La chaudière : C’est elle qui produit la chaleur qui vaporise l’eau. La vapeur d’eau produite fait marcher la machine à vapeur qui actionne les machines de l’usine.

Le carneau : C’est le conduit qui relie la chaudière à la cheminée et qui peut parfois atteindre une dizaine de mètres.

La brique : Elle résiste mieux à la chaleur que la pierre et constitue un bon isolant contre un refroidissement trop rapide de l’air sortant (ce qui ferait chuter le tirage).

Le vent : Sous l’effet du vent, une cheminée est animée de vibrations de 15 à 20 cm d’amplitude au sommet. C’est pourquoi, elle doit être désolidarisée des autres bâtiments de l’usine, avoir ses propres fondations, avoir un solide socle maçonné.

 

Composition de la cheminée d’usine

 Les fondations : Celles-ci sont parfois sur pilotis lorsque le terrain est trop mou. Au 19e siècle, elles sont en pierres puis en béton.

Le socle : Il conditionne la bonne stabilité de l’édifice et doit faire 1/5e à 1/6e de la hauteur totale de la cheminée.

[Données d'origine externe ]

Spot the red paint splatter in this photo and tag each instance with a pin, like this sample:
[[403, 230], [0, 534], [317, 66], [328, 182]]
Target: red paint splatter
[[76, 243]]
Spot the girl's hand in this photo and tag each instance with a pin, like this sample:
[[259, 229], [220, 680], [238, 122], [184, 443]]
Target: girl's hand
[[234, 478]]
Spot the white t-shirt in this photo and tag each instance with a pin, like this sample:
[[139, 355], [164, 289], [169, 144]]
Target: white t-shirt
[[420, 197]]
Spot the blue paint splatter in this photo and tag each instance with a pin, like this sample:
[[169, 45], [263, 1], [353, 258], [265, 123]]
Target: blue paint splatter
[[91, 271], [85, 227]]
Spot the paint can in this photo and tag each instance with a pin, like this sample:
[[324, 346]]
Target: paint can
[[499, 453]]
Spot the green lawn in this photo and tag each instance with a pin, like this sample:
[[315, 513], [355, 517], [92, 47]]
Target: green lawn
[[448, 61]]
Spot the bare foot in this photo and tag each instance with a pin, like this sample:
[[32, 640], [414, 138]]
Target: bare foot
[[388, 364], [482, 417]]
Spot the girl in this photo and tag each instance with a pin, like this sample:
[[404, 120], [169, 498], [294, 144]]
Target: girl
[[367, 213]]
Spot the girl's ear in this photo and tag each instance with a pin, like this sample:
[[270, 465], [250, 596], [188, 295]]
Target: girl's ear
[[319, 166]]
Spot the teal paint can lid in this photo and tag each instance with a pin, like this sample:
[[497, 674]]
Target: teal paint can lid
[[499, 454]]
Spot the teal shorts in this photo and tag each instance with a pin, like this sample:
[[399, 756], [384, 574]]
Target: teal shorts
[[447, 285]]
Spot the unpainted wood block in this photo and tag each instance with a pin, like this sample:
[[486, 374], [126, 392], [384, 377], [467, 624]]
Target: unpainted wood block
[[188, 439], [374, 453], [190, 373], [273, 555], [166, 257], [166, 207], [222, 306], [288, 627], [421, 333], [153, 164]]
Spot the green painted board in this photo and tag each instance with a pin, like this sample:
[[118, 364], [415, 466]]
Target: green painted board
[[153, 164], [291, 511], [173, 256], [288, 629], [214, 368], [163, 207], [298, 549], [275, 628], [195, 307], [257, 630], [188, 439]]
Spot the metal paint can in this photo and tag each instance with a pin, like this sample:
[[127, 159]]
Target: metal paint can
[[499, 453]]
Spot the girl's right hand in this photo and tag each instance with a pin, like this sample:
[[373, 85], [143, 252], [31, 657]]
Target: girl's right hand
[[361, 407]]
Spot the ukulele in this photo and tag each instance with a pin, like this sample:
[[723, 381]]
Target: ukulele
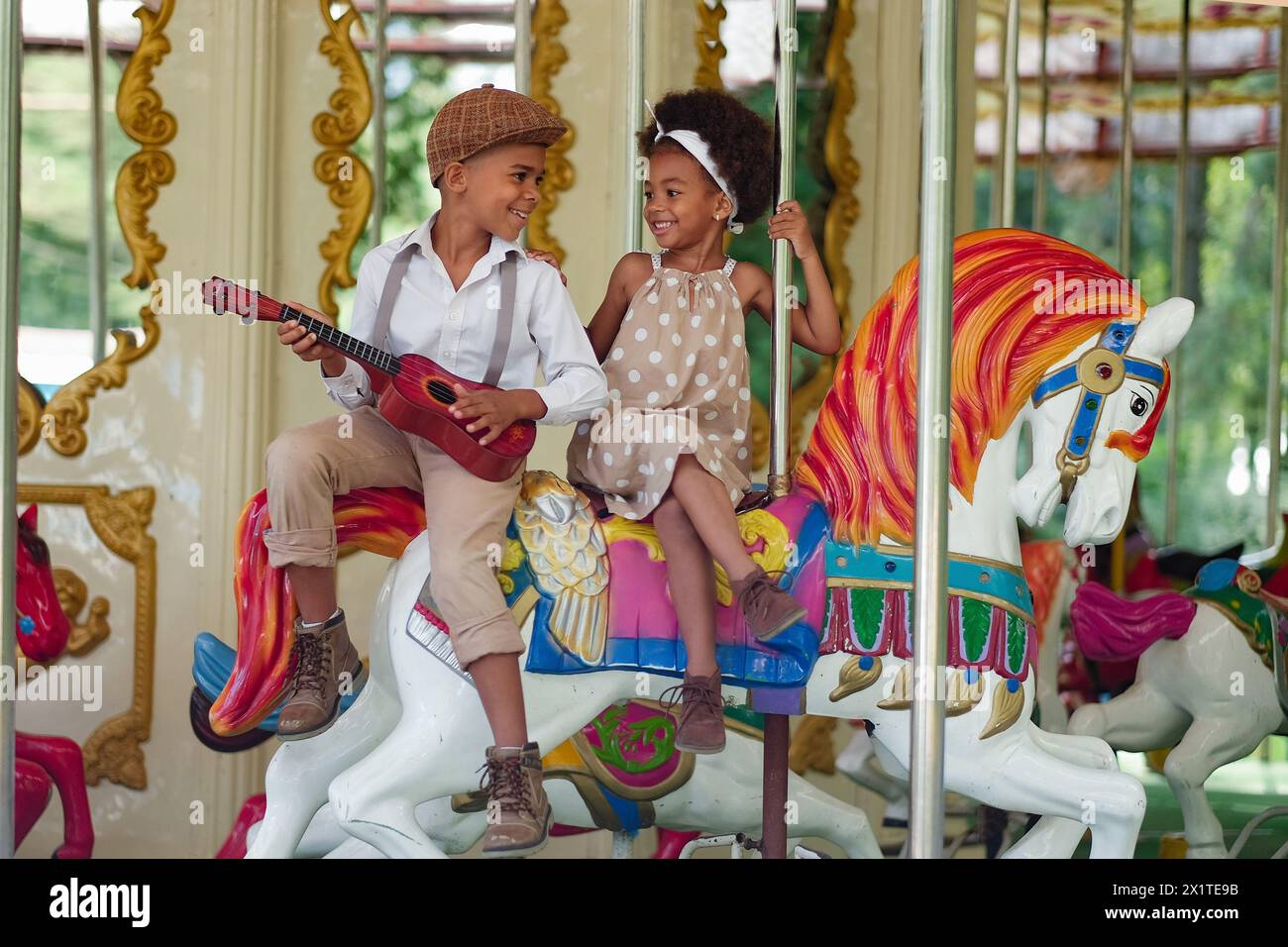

L’épaisseur : Elle est importante à la base pour résister aux gaz les plus chauds et augmenter la stabilité de la construction. Elle diminue par palier, soit une brique en moins tous les cinq ou six mètres. Le décrochement est ainsi utilisé pour faciliter la construction et l’entretien par la pose d’échafaudages.

Les cerclages métalliques : Ils sont placés tous les 3 à 4 mètres et servent à compenser les effets de la dilatation.

Le diamètre : Il diminue de bas en haut pour maintenir le tirage car en montant la température des gaz diminue ce qui entraîne une réduction de leur volume.

Le paratonnerre : Il est utile pour éviter la foudre lors des orages.

           

CATASTROPHE INDUSTRIELLE

Extrait du Journal de Roubaix qui relate les faits

 Le 1er octobre 1906, vers 7 heures et demie du matin, alors que les 800 ouvriers de la filature Etienne Motte et Cie, rue d’Alger, 30, étaient au travail, une terrible explosion se fit entendre, ébranlant l’édifice sur ses bases ; Un bouchon de générateur, tout en fonte et pesant plusieurs centaines de kilos, venait de se briser et projeté avec une violence inouïe, arrachait et détruisait tout sur son passage. En même temps, un énorme et puissant jet de vapeur s’échappait de la chaudière béante.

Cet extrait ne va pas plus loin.